310 pages
Contains Illustrations, Bibliography, Index
ISBN 0-88833-153-3




Reviewed by Barry M. Gough

Barry M. Gough is a history professor at Wilfrid Laurier University and
author of The Northwest Coast: British Navigation, Trade, and
Discoveries to 1812.


The narrative line is the historians greatest gift, and Richard Thomas Wright has it in abundance. This is a fine book in many ways: it is based on a great deal of factual data (faithfully footnoted) and it builds on the pioneering works of other scholars. Wright’s reading public is of the general sort, but he never disappoints the student who needs to know the sources of information or where to go for additional information.

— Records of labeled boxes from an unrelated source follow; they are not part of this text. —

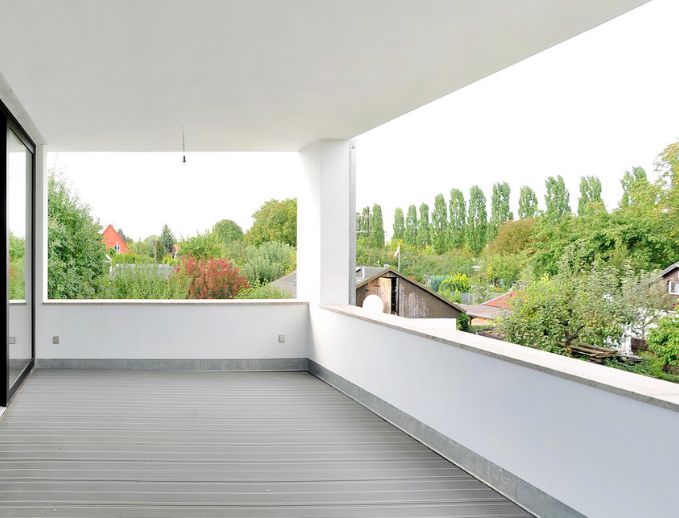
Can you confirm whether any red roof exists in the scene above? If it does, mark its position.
[483,291,516,309]
[101,225,127,254]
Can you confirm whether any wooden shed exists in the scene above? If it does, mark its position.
[356,268,463,318]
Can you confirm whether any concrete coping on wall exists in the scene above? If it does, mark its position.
[42,299,309,306]
[320,305,679,412]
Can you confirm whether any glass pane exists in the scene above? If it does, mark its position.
[7,131,32,385]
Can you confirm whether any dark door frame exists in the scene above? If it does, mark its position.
[0,101,36,406]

The theme of this book is gold in British and (later) Canadian far western territories. Wright skirts the whole question of policy and imperial frontier that has consumed others. He gets to the details of who went where and why. The photos in this book form a veritable rogues’ gallery. The list of all known “overlanders” is phenomenally important, not only to students of B.C.’s pioneer history but to genealogists besides.

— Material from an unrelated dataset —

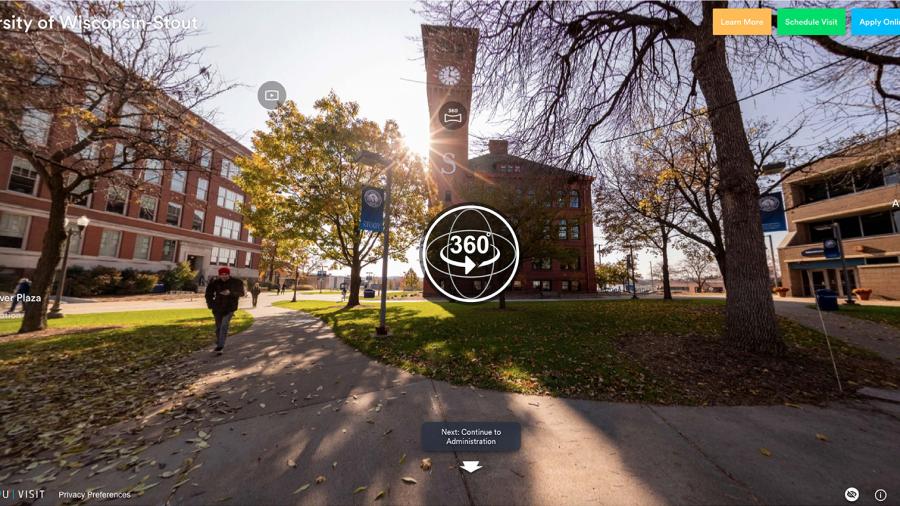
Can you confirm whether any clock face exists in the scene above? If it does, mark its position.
[438,65,461,86]
[759,195,781,213]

Wright weaves the stories of his women and men into the general fabric of Canadian and American history. This is admirable and correct, for the gold rush was an international and even intercontinental phenomenon. The routes of the overlanders are described, and maps allow the armchair reader to see where the gold seekers forded the stream, got wet, dried out, camped, and swatted mosquitoes. No finer book has ever been written on this great human story. Wright’s book is a welcome addition to social history, and it deserves a wide audience.